Reserva Natural Dirigida de los Sotos y Galachos del Ebro, Zaragoza

Meandros abandonados por el Ebro que hoy son lagunas vivas, sotos de álamos y refugio de aves acuáticas a las puertas de Zaragoza. Un rincón húmedo que sorprende en medio de la aridez del Valle del Ebro.

De un vistazo

Tipo
Naturaleza
Dificultad
Fácil
Duración
Medio día
Distancia
Menos de 5 km
Acceso
Gratuita
Temporada
Todo el año

Los galachos son antiguos meandros que el río Ebro fue abandonando al cambiar de curso, y lo que dejó atrás son algunas de las zonas húmedas más singulares de Aragón. La reserva recorre los términos de Pastriz, La Cartuja Baja, El Burgo de Ebro y otras localidades cercanas a Zaragoza, abarcando 1.536 hectáreas de lagunas, carrizales, sotos y mejanas —islas fluviales cubiertas de álamos, chopos y tamarices—. El galacho de La Alfranca es el más grande y mejor conservado de los tres que protege la reserva; allí los carrizales de carrizo y anea funcionan como refugio para el martín pescador, el ánade real, el cormorán y la polla de agua. En invierno, concentraciones de más de 1.500 aves migratorias —milanos, cigüeñas, buitres, gaviotas— hacen parada en la zona. Todo este ecosistema contrasta visualmente con la estepa seca de la depresión del Ebro que lo rodea, lo que convierte cada visita en un cambio de escenario inesperado. El acceso principal es el Centro de Interpretación de la Alfranca, en Pastriz, con rutas señalizadas y observatorios de aves.

  • Cómo realizarla

    El punto de partida habitual es el Centro de Interpretación de La Alfranca, en el término de Pastriz, accesible desde Zaragoza por la N-232 dirección Castellón. Desde el centro salen senderos señalizados que rodean el galacho de La Alfranca, el mayor y mejor conservado de la reserva. El camino transcurre entre sotos de álamos y chopos, con vistas sobre las lagunas donde los carrizales ocultan la vida que hay dentro. Un observatorio de aves junto al galacho permite detenerse sin molestar a las especies acuáticas. Más adelante se puede alcanzar el soto de La Mejana, una isla fluvial que en invierno concentra dormidera de aves zancudas y limícolas. Si se dispone de más tiempo, el recorrido puede extenderse hacia el galacho de La Cartuja o el de El Burgo de Ebro, aunque estos requieren vehículo propio para el traslado entre puntos.
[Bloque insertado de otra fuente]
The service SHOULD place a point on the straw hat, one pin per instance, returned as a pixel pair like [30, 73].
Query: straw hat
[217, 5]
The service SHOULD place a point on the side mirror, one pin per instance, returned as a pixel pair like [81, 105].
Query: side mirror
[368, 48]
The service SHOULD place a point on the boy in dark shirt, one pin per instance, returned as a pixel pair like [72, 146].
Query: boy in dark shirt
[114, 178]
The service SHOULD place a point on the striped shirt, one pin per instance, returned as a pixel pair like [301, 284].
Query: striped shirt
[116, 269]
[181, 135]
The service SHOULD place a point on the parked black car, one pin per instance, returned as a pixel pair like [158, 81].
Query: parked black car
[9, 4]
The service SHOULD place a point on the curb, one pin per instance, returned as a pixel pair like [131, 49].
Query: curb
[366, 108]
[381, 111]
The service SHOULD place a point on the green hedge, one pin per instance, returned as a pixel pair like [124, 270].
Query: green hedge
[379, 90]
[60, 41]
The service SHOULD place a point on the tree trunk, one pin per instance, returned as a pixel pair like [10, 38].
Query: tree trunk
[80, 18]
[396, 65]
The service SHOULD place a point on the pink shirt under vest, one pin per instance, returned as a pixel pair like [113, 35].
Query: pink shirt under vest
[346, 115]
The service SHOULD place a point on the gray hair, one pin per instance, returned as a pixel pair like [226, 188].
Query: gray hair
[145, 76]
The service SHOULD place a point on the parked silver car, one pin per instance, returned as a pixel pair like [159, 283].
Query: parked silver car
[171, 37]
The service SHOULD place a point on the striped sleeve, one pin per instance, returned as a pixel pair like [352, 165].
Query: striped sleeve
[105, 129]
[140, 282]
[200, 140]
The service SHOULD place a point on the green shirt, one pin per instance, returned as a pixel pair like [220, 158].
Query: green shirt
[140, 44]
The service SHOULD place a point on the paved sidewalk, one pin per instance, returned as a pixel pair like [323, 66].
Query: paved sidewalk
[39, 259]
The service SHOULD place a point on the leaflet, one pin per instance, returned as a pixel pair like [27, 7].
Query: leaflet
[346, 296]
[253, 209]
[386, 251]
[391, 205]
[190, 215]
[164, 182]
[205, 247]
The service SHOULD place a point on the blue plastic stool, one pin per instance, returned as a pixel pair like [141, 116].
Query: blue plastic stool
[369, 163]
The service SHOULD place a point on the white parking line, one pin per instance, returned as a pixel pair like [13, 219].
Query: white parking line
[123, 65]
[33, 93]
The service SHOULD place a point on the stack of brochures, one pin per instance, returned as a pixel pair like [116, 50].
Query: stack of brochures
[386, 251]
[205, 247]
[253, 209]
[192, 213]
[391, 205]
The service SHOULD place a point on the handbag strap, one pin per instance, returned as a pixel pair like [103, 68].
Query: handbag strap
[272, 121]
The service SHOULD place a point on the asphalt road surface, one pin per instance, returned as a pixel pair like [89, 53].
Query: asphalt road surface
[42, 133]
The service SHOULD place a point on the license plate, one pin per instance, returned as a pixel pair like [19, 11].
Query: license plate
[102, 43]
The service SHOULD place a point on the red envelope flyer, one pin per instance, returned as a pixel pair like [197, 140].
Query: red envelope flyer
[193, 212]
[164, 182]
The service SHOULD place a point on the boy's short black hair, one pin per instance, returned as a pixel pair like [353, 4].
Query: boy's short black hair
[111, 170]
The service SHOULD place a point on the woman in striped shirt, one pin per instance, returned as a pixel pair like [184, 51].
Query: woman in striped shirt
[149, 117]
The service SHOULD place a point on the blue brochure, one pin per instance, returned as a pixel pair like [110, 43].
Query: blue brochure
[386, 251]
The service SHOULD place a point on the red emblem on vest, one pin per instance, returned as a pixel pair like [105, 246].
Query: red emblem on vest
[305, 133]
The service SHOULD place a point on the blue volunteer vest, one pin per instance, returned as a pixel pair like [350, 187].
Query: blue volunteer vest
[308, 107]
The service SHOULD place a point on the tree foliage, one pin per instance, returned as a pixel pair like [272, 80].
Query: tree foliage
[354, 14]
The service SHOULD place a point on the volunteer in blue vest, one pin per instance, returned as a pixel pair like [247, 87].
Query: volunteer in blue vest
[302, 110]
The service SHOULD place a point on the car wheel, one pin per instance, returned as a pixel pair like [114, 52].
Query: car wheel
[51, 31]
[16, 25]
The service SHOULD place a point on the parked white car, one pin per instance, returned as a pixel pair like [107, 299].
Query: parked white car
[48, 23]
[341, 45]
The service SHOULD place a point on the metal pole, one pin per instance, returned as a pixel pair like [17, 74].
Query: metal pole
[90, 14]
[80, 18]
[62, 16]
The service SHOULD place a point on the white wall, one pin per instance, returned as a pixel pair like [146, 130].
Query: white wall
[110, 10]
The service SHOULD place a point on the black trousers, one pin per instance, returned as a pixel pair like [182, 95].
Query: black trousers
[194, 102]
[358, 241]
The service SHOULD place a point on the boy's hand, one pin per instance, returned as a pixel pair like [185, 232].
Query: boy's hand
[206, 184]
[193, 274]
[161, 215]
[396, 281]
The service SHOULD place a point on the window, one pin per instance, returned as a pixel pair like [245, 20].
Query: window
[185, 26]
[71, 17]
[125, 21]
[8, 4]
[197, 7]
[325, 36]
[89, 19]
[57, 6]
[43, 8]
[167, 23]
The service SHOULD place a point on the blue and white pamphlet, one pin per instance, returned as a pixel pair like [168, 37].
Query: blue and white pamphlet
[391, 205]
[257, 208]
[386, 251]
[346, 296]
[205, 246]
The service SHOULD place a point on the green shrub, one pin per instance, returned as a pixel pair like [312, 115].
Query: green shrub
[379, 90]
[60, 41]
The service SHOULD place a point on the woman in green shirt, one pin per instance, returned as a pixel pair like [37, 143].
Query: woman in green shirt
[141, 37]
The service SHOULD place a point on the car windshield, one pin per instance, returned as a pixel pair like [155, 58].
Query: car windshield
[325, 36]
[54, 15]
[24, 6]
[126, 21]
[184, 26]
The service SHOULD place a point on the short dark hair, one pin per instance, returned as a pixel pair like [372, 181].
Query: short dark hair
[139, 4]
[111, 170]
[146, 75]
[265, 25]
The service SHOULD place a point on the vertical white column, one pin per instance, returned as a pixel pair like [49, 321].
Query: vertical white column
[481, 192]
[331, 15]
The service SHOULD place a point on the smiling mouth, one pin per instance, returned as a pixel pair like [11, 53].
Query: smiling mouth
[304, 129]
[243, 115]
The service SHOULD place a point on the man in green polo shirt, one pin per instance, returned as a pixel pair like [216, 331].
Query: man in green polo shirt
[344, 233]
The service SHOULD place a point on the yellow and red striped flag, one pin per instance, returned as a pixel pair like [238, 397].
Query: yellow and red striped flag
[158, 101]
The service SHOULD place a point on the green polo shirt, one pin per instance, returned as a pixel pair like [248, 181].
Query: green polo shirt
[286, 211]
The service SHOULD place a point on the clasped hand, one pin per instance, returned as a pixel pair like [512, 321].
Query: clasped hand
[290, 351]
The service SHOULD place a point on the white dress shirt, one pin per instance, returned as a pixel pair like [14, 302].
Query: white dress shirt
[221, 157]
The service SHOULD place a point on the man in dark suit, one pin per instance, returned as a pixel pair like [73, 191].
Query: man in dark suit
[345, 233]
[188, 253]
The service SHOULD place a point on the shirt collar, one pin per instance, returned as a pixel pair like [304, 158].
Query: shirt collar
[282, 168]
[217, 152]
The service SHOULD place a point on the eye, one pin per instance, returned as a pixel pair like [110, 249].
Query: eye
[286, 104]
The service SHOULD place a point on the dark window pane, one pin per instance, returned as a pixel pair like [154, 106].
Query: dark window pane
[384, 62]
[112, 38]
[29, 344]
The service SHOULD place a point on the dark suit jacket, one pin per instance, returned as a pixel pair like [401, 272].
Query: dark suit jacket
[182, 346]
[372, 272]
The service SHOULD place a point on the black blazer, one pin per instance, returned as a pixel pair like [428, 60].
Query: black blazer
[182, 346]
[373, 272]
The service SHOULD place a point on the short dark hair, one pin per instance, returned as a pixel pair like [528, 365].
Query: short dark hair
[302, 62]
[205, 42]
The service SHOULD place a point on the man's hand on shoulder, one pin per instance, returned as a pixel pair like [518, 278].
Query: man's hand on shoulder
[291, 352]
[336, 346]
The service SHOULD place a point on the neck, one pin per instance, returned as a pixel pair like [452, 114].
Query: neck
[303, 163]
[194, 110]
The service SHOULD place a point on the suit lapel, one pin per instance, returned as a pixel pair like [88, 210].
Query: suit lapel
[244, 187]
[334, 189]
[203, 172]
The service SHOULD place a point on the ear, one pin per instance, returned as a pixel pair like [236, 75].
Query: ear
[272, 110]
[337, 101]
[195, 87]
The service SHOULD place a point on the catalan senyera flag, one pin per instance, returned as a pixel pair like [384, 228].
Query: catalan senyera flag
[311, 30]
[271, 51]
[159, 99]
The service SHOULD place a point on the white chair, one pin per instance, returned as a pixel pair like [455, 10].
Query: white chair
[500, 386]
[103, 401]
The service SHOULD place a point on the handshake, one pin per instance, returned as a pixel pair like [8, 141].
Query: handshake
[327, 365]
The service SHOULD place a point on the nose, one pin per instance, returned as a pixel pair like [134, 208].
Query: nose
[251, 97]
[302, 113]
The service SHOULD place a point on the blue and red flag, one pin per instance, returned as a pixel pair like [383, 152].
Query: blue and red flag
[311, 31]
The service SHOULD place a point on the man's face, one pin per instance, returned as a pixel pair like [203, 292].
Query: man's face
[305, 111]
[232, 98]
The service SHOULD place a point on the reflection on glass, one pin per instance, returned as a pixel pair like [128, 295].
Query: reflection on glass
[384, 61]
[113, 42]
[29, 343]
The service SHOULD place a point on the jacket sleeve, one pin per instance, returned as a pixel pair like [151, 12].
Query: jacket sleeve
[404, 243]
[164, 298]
La altitud se mantiene en torno a los 200 metros durante todo el trayecto, sin desniveles significativos.

  • Qué no te puedes perder

    El observatorio de aves del galacho de La Alfranca merece una parada larga: con binoculares se pueden distinguir el martín pescador posado en las ramas sobre el agua y los cormoranes secándose las alas en los troncos muertos. En invierno, las concentraciones de milanos reales al atardecer sobre los campos circundantes son uno de los espectáculos ornitológicos más accesibles de Aragón. Los carrizales de carrizo y anea cambian de color y textura según la estación, con un tono dorado en otoño difícil de olvidar. El propio Centro de Interpretación de La Alfranca dispone de exposición permanente sobre la geología singular de los galachos —formados por la disolución de yesos del subsuelo— que explica bien por qué este paisaje existe donde existe.

  • Qué llevar y tener en cuenta

    Calzado cómodo de suela firme para los caminos de tierra junto al río. Llevar agua, especialmente en verano, ya que el soto ofrece poca sombra fuera del bosque de ribera. En épocas de lluvias los caminos pueden estar embarrados y algunos tramos junto al cauce quedan inaccesibles si el Ebro lleva caudal alto.

  • Cuándo ir

    El otoño y el invierno son la mejor época para la observación de aves migratorias, con concentraciones de milanos, cigüeñas y gaviotas especialmente llamativas entre noviembre y febrero. La primavera trae la floración del soto y la actividad reproductora de las aves acuáticas; el verano es la época menos interesante y más calurosa.

  • ¿Para quién es?

    Ideal para familias con niños y personas mayores gracias a los senderos llanos y bien mantenidos del entorno de La Alfranca. Los aficionados a la ornitología encuentran aquí uno de los mejores puntos de observación de aves acuáticas de Aragón sin necesidad de equipo especializado ni condición física particular.